In the microcanonical ensemble the capacity of entanglement for additive bipartite systems is controlled by energy-sharing fluctuations and expressed using only thermal response data of the subsystems.

A machine-rendered reading of the paper's core claim, the machinery that carries it, and where it could break.

The paper establishes that for an effectively additive bipartite system the capacity of entanglement in the microcanonical ensemble is governed by fluctuations in how total energy is partitioned between the two parts. This control allows the capacity to be written entirely in terms of ordinary thermal quantities such as the heat capacities of each subsystem. The result is illustrated by coupling a Schwarzian black-hole sector to a two-dimensional CFT radiation sector at fixed total energy, where the capacity traces a smooth single-hump Page-like curve as the radiation sector grows and the common temperature falls. A sympathetic reader would care because the construction supplies a purely thermodynamic account of such curves without needing a complete dynamical model of evaporation.

Core claim

In the thermodynamic regime the capacity of entanglement is controlled by energy-sharing fluctuations and can be expressed purely in terms of standard thermal response data of the subsystems. When applied to a Schwarzian black-hole sector coupled to a two-dimensional CFT radiation sector at fixed total energy, the growth of the radiation sector forces the common temperature to decrease, producing a smooth Page-like single-hump curve for the capacity.

What carries the argument

The block structure of the microcanonical reduced state together with typicality, which isolates the contribution of energy-sharing fluctuations to the capacity of entanglement.

If this is right

  • The capacity of entanglement follows a single-hump Page-like curve in microcanonical models of black-hole evaporation at fixed total energy.
  • The common temperature shared by the black-hole and radiation sectors decreases as the radiation sector enlarges.
  • The capacity can be computed from the specific heats or other thermal response functions of the individual subsystems.
  • The relation holds in the thermodynamic limit where fluctuations remain small yet dictate the leading behavior.

Where Pith is reading between the lines

These are editorial extensions of the paper, not claims the author makes directly.
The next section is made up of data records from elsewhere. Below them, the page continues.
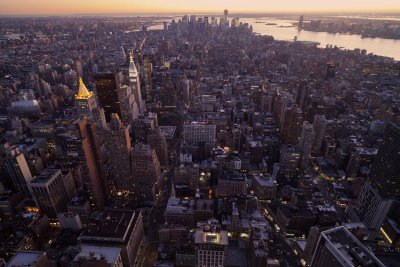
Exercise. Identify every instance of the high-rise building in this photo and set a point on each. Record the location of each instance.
(86, 104)
(301, 23)
(89, 144)
(143, 125)
(135, 85)
(338, 247)
(18, 169)
(50, 191)
(200, 133)
(306, 142)
(385, 171)
(107, 86)
(370, 208)
(289, 160)
(157, 141)
(319, 124)
(291, 125)
(148, 81)
(118, 147)
(211, 243)
(146, 171)
(302, 95)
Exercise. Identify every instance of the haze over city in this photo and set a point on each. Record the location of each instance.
(50, 7)
(172, 133)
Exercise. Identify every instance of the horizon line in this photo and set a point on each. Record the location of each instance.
(244, 12)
  • The same mechanism may generate analogous curves in any large quantum system whose energy is conserved and partitioned between two effectively additive parts.
  • Thermodynamic measurements of response functions could suffice to predict entanglement capacities in laboratory systems that realize additive energy exchange.
  • Extensions to weakly interacting or non-additive systems would show when the Page-like shape is lost or deformed.

Load-bearing premise

The bipartite system must be effectively additive so that the microcanonical reduced density matrix possesses a block structure fixed solely by the energy distribution between the subsystems.

What would settle it

Compute the capacity of entanglement directly from the reduced density matrix of a finite additive system such as two large coupled harmonic-oscillator chains with fixed total energy and check whether the result matches the expression derived from the subsystems' heat capacities.

Figures

Figures reproduced from arXiv: 2605.19725 by Raul Arias.

Figure 1
Figure 1. Figure 1: Microcanonical Page-like curve for the CoE in the Schwarzian+CFT toy model. We [PITH_FULL_IMAGE:figures/full_fig_p011_1.png] view at source ↗
read the original abstract

We study the capacity of entanglement in the microcanonical ensemble for an effectively additive bipartite system. Using typicality and the block structure of the microcanonical reduced state, we show that in the thermodynamic regime the capacity is controlled by energy-sharing fluctuations and can be expressed purely in terms of standard thermal response data of the subsystems. As an illustration, we apply the result to a toy model consisting of a Schwarzian ``black-hole'' sector coupled to a two-dimensional CFT radiation sector. At fixed total energy, the growth of the radiation sector forces the common temperature to decrease, producing a smooth Page-like single-hump curve for the capacity. The construction is meant as a thermodynamic microcanonical mechanism for Page-like capacity curves, rather than as a complete dynamical evaporation calculation.

Editorial analysis

A structured set of objections, weighed in public.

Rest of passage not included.